Effective billing date, account activity, and volume discounts - AWS Billing

Effective billing date, account activity, and volume discounts

When the member account owner accepts your request to join the organization, you immediately become responsible for the member account's charges. If the member account joins in the middle of the month, the management account is billed only for the latter part of the month.

For example, if a member account joins an organization on March 10, then AWS bills the management account for the member account’s period of usage starting on March 10. The member account's original owner is still billed for the first part of the month.

Billing and account activity

Each month, AWS charges the management account owner, and not the owners of the member accounts. To see the total usage and charges across all the accounts in an organization, see the Bills page of the management account. AWS updates the page multiple times each day. Additionally, AWS makes a downloadable cost report available each day.

Although the owners of the member accounts aren't charged, they can still see their usage and charges by going to their AWS Bills pages. They can't view or obtain data for the management account or any other member accounts on the bill.

Volume discounts

For billing purposes, AWS treats all of the accounts in the organization as if they were one account. Some services, such as AWS Data Transfer and Amazon S3, have volume pricing tiers across certain usage dimensions that give you lower prices the more you use the service. With consolidated billing, AWS combines the usage from all accounts to determine which volume pricing tiers to apply, giving you a lower overall price whenever possible. AWS then allocates each member account a portion of the overall volume discount based on the account's usage.

For example, let's say that Bob's consolidated bill includes both Bob's own account and Susan's account.

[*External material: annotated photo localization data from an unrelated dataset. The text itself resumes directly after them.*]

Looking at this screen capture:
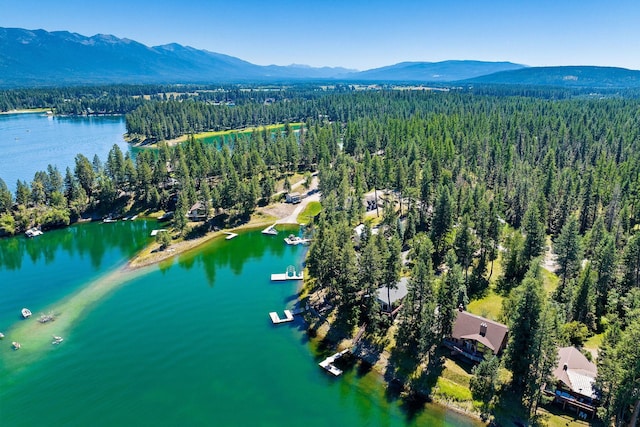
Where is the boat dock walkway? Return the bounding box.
[269,310,294,324]
[223,232,238,240]
[271,271,304,281]
[319,349,350,376]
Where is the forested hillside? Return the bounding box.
[1,86,639,425]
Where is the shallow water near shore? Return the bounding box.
[0,225,481,426]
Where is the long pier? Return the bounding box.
[319,349,350,376]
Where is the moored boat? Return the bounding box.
[25,227,43,238]
[12,341,21,350]
[284,234,311,245]
[21,308,32,318]
[52,336,64,345]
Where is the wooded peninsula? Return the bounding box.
[1,84,638,426]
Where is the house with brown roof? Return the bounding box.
[187,201,208,222]
[544,346,599,419]
[443,310,509,363]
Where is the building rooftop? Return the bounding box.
[451,310,509,354]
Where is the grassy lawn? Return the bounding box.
[297,201,321,224]
[467,289,504,321]
[583,332,604,350]
[194,122,302,144]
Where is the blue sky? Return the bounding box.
[1,0,638,71]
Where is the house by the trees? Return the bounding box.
[285,192,301,204]
[376,277,408,312]
[187,201,207,221]
[443,310,509,363]
[545,346,599,419]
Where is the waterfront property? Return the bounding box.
[376,277,409,313]
[187,201,208,221]
[443,309,509,363]
[544,346,599,419]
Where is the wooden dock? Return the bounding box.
[319,349,350,376]
[223,232,238,240]
[271,272,304,281]
[269,310,294,324]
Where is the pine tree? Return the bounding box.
[554,215,582,291]
[504,268,544,392]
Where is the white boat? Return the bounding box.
[262,224,278,235]
[284,234,311,245]
[25,227,43,238]
[12,341,21,350]
[21,308,32,318]
[0,332,4,339]
[52,336,64,345]
[102,217,117,223]
[130,214,138,221]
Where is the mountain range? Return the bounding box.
[2,27,640,88]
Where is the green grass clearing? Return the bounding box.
[194,123,302,145]
[297,201,321,225]
[467,289,504,321]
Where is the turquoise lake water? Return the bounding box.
[0,225,480,426]
[0,113,130,192]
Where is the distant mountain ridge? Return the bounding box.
[347,60,527,82]
[1,27,640,88]
[463,66,640,88]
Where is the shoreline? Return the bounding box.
[0,108,52,115]
[304,298,486,426]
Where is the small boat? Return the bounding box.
[21,308,32,318]
[25,227,43,238]
[0,332,5,339]
[130,214,138,221]
[102,217,117,223]
[12,341,21,350]
[284,234,311,245]
[262,224,278,235]
[52,336,64,345]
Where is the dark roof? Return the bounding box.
[553,347,598,399]
[451,311,509,354]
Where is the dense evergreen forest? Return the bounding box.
[1,85,639,425]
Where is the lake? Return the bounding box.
[0,113,130,192]
[0,225,480,426]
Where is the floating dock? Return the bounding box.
[262,224,278,235]
[223,232,238,240]
[269,310,294,324]
[271,271,304,281]
[150,229,167,236]
[319,349,350,376]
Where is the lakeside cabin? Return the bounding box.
[187,201,208,222]
[376,277,409,313]
[544,346,599,419]
[443,309,509,363]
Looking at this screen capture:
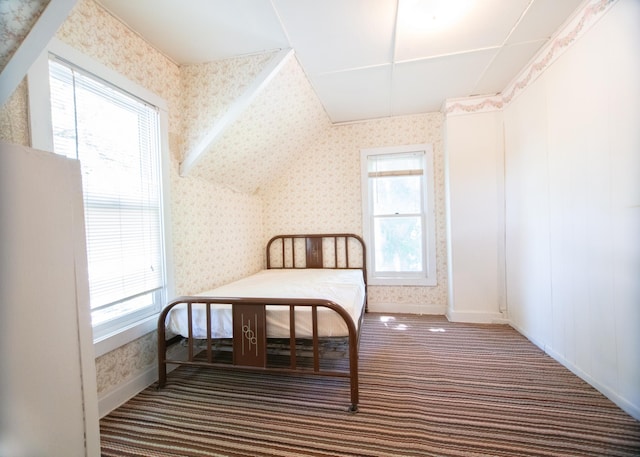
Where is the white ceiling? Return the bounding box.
[96,0,584,123]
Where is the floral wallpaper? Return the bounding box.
[180,51,277,161]
[170,158,265,296]
[0,0,49,71]
[0,79,29,145]
[0,0,46,145]
[261,113,449,309]
[55,0,182,134]
[95,331,157,394]
[184,52,331,194]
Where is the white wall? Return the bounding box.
[0,142,100,456]
[503,79,553,348]
[504,0,640,419]
[445,110,507,323]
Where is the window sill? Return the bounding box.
[93,314,159,358]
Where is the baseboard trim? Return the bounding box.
[508,321,547,350]
[545,347,639,421]
[368,303,447,315]
[98,364,157,418]
[98,344,188,418]
[446,310,508,324]
[510,321,640,421]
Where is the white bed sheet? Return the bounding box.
[165,269,366,339]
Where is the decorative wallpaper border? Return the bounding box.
[443,94,503,116]
[444,0,617,116]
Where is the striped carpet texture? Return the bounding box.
[101,314,640,456]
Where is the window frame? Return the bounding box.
[360,144,437,286]
[28,38,174,355]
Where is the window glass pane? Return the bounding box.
[361,144,436,286]
[372,175,421,215]
[84,202,162,308]
[373,216,423,272]
[91,292,156,327]
[48,58,164,336]
[49,64,78,158]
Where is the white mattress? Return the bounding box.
[165,269,366,339]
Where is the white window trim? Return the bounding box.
[360,143,437,286]
[27,38,174,354]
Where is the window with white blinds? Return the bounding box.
[361,144,437,286]
[48,57,166,339]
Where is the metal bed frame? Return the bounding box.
[157,233,367,411]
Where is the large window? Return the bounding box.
[28,40,171,348]
[361,144,437,286]
[48,57,166,340]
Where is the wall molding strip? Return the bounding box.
[443,0,618,116]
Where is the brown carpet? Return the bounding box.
[100,314,640,456]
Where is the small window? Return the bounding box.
[361,144,437,286]
[48,57,167,340]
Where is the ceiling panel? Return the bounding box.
[96,0,586,123]
[97,0,288,63]
[394,0,531,62]
[506,0,585,44]
[310,65,393,123]
[392,48,498,114]
[473,40,546,96]
[272,0,397,75]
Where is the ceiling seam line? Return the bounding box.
[389,0,402,117]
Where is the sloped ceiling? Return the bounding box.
[0,0,49,72]
[181,50,330,194]
[180,50,280,174]
[92,0,587,192]
[0,0,77,107]
[96,0,585,123]
[0,0,598,194]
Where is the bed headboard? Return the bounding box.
[266,234,367,284]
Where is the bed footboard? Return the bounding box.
[158,296,361,412]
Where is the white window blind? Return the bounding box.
[48,57,165,338]
[361,145,437,286]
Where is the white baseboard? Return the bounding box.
[544,347,640,421]
[508,321,547,354]
[368,302,447,315]
[98,344,188,418]
[446,309,508,324]
[510,322,640,421]
[98,364,157,418]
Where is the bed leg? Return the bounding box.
[157,363,166,389]
[157,311,168,389]
[348,385,359,413]
[347,367,359,413]
[349,330,359,413]
[157,359,166,389]
[157,337,166,389]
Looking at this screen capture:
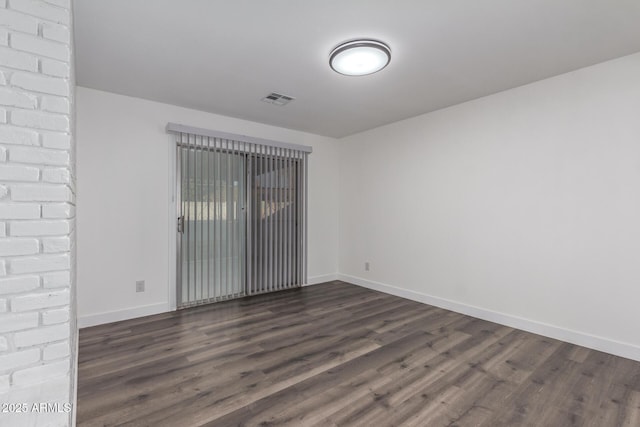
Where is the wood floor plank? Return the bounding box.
[77,281,640,426]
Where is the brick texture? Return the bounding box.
[0,1,75,423]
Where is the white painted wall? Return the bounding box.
[76,87,339,326]
[338,53,640,360]
[76,50,640,361]
[0,0,76,425]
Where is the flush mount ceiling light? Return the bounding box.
[329,39,391,76]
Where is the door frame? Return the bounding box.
[167,127,309,311]
[168,135,178,311]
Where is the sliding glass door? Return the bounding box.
[174,129,309,309]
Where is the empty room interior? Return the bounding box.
[2,1,640,426]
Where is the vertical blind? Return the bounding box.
[169,123,310,308]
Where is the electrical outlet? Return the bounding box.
[136,280,145,292]
[365,262,370,271]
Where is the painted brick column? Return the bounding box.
[0,0,76,426]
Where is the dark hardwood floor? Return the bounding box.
[77,281,640,426]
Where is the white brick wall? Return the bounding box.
[0,312,38,333]
[0,87,37,108]
[40,57,68,78]
[0,164,40,181]
[0,203,40,218]
[9,253,70,274]
[11,288,69,312]
[0,45,38,71]
[42,340,69,360]
[9,145,69,165]
[41,130,70,148]
[0,9,39,34]
[11,108,70,131]
[10,0,70,25]
[41,235,68,252]
[10,219,69,236]
[0,275,39,293]
[10,183,72,201]
[10,32,70,61]
[0,125,39,145]
[41,306,67,325]
[0,1,75,425]
[40,95,68,114]
[41,270,68,288]
[12,359,69,388]
[10,72,69,96]
[0,237,39,255]
[42,167,68,183]
[14,322,69,347]
[41,202,72,218]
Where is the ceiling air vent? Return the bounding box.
[261,92,295,106]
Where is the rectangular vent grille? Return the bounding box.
[261,92,295,106]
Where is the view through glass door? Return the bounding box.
[249,154,300,294]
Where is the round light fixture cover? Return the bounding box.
[330,40,391,76]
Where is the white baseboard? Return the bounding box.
[78,303,170,328]
[306,273,340,286]
[338,274,640,362]
[78,274,340,328]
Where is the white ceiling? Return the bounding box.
[74,0,640,138]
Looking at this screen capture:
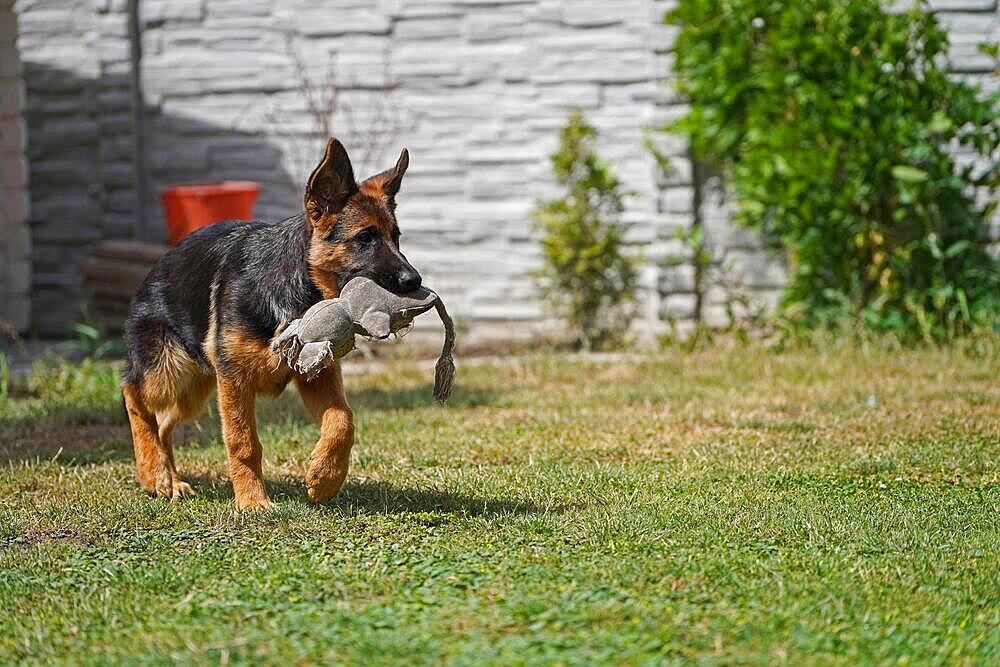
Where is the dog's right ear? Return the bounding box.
[305,138,357,222]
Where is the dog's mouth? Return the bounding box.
[341,270,423,297]
[360,272,422,296]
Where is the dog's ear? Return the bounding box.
[305,138,357,221]
[362,148,409,200]
[385,148,409,198]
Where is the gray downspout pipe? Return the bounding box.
[127,0,148,241]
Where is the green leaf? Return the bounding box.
[926,233,942,260]
[70,323,101,341]
[945,240,971,258]
[977,41,999,59]
[891,166,929,183]
[928,111,952,134]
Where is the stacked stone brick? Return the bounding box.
[1,0,29,332]
[6,0,1000,337]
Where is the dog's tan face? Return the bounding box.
[304,139,421,299]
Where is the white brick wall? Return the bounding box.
[9,0,1000,337]
[131,0,679,341]
[1,0,30,332]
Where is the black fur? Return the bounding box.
[123,213,320,385]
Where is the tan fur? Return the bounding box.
[202,284,220,368]
[296,364,354,503]
[220,330,294,397]
[208,330,297,509]
[154,373,215,500]
[138,338,203,410]
[216,374,271,510]
[122,382,162,495]
[307,228,348,299]
[124,338,214,499]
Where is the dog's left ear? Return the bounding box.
[364,148,409,199]
[305,138,358,221]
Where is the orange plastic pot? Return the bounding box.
[160,181,261,245]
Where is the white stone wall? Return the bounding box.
[10,0,1000,337]
[136,0,679,341]
[0,0,30,332]
[13,0,136,334]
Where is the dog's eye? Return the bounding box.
[355,229,379,245]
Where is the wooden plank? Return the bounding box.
[90,312,127,331]
[92,240,169,265]
[81,242,166,332]
[87,283,136,301]
[90,298,130,314]
[80,256,151,287]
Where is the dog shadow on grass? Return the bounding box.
[180,474,560,518]
[319,478,558,517]
[0,383,511,520]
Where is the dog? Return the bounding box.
[121,139,421,509]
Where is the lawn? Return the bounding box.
[1,344,998,664]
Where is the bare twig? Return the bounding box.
[239,37,410,192]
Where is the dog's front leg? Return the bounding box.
[296,364,354,503]
[217,377,272,510]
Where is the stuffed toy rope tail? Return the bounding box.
[433,299,456,403]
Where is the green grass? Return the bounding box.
[1,345,998,665]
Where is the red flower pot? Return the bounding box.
[160,181,260,245]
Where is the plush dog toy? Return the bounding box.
[271,277,456,402]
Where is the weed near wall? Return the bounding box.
[666,0,1000,343]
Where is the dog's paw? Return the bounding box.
[154,468,173,500]
[306,475,344,504]
[236,496,275,512]
[234,486,274,511]
[171,479,197,501]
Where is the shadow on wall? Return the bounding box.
[21,61,301,337]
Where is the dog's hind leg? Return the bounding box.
[125,338,209,500]
[122,383,171,497]
[156,372,216,500]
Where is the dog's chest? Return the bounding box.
[256,347,296,397]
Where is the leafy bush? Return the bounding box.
[533,111,640,350]
[666,0,1000,342]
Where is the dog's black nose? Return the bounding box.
[398,270,421,292]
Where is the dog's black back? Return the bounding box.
[123,215,319,386]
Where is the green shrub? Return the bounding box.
[533,111,640,350]
[666,0,1000,342]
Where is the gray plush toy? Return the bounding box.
[271,277,456,402]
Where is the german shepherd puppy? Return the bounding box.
[122,139,420,509]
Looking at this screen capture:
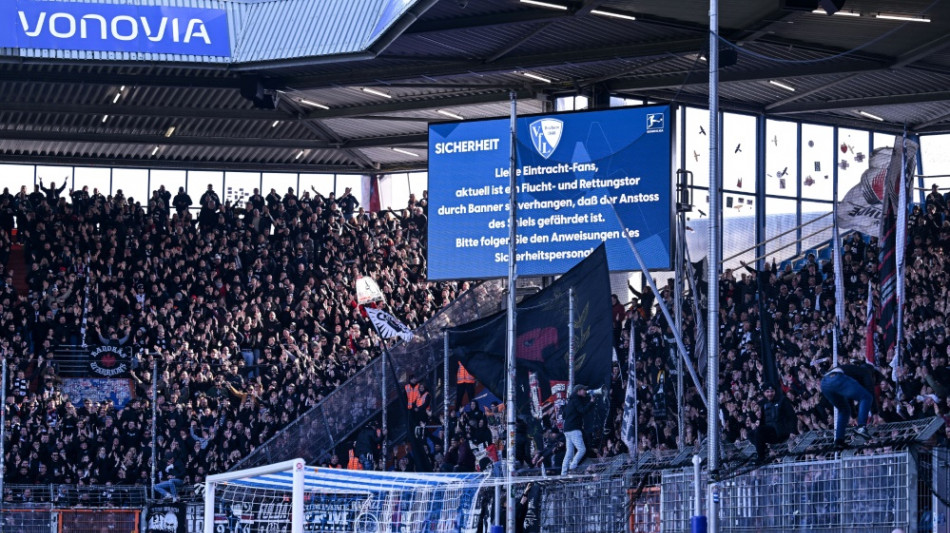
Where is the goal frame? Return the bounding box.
[204,457,306,533]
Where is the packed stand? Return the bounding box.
[0,180,468,496]
[602,190,950,458]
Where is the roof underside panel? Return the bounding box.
[2,0,950,171]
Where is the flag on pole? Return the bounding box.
[832,192,846,365]
[621,320,638,454]
[877,137,917,367]
[864,278,876,364]
[893,135,915,381]
[685,254,707,378]
[365,307,414,343]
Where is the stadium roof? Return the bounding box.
[2,0,950,172]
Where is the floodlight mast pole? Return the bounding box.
[505,90,519,533]
[707,0,722,532]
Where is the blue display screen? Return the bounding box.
[427,105,673,280]
[0,0,230,57]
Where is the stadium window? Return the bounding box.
[334,174,364,207]
[765,119,798,198]
[800,123,834,201]
[407,172,427,203]
[150,170,186,201]
[920,134,950,202]
[299,173,335,200]
[262,173,298,200]
[113,168,148,206]
[609,96,643,107]
[554,95,589,111]
[381,173,408,211]
[224,172,262,207]
[36,165,72,193]
[836,128,870,205]
[874,132,900,151]
[683,106,711,189]
[800,201,833,252]
[0,164,38,193]
[188,171,223,211]
[764,197,799,264]
[723,113,757,194]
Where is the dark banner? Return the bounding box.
[756,271,780,387]
[449,244,613,421]
[88,345,131,377]
[145,503,186,533]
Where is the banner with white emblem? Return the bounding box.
[365,307,413,343]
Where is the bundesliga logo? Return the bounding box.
[646,113,665,133]
[529,118,563,159]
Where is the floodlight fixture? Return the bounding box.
[519,0,568,11]
[392,147,419,157]
[361,87,393,99]
[590,9,637,21]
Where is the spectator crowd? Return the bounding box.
[1,180,460,496]
[3,175,950,493]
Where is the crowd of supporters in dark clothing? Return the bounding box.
[3,175,950,492]
[612,185,950,457]
[0,179,456,495]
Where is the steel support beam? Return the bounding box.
[769,91,950,115]
[0,129,426,149]
[284,39,706,89]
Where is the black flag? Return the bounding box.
[448,244,613,419]
[756,270,781,387]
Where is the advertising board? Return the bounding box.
[0,0,230,57]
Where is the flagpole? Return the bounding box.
[707,1,722,531]
[675,207,685,449]
[444,331,451,457]
[505,90,519,533]
[568,287,575,393]
[611,210,707,409]
[832,188,843,439]
[381,335,388,462]
[365,315,394,464]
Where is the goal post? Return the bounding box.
[204,458,490,533]
[204,457,306,533]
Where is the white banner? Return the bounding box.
[355,277,385,305]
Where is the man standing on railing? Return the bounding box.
[561,385,594,475]
[154,453,184,502]
[821,360,880,448]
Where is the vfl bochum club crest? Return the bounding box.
[529,118,564,159]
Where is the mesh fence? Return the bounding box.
[231,279,506,470]
[1,485,143,532]
[662,452,912,533]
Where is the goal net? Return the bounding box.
[204,459,489,533]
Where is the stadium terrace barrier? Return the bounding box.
[209,419,947,533]
[1,484,145,532]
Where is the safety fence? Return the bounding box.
[663,452,912,533]
[5,443,950,532]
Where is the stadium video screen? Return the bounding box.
[427,105,673,280]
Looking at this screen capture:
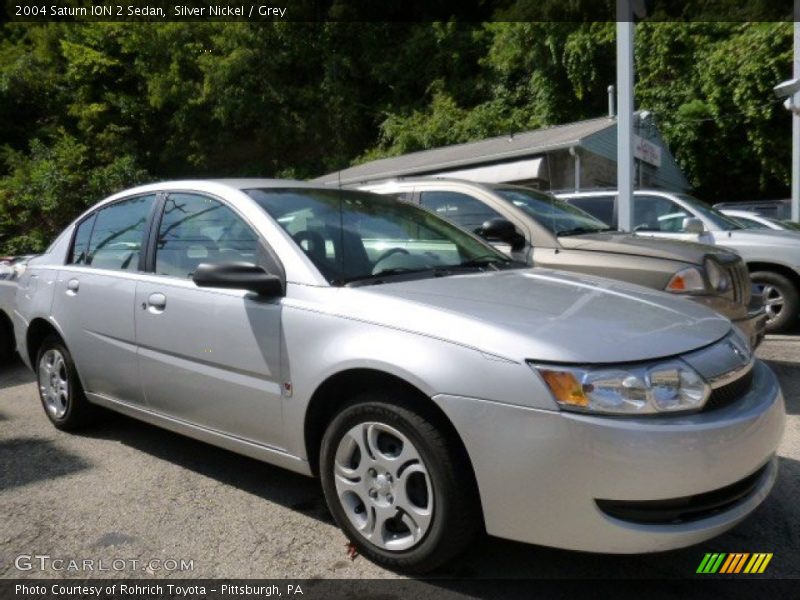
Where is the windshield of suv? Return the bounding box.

Bob's account is the management account, so he pays the charges for both himself and Susan.

Bob transfers 8 TB of data during the month and Susan transfers 4 TB.

For the purposes of this example, AWS charges $0.17 per GB for the first 10 TB of data transferred and $0.13 for the next 40 TB. This translates into $174.08 per TB (= .17*1024) for the first 10 TB, and $133.12 per TB (= .13*1024) for the next 40 TB. Remember that 1 TB = 1024 GB.

For the 12 TB that Bob and Susan used, Bob's management account is charged ($174.08 * 10 TB) + ($133.12 * 2 TB) = $1740.80 + $266.24 = $2,007.04.

Without the benefit of tiering across the consolidated bill, AWS would have charged Bob and Susan each $174.08 per TB for their usage, for a total of $2,088.96.

To learn more about pricing, see AWS Pricing.

AWS Free Tier for AWS Organizations

For services such as Amazon EC2 that support a free tier, AWS applies the free tier to the total usage across all accounts in an AWS organization. AWS doesn't apply the free tier to each account individually.

AWS provides budgets that track whether you exceed the free tier limits or are forecasted to go over the free tier limits. Free tier budgets are not enabled for organizations by default. Management account can opt in to free tier usage alerts through the Billing and Cost Management console. Free tier usage alerts aren't available to individual member accounts.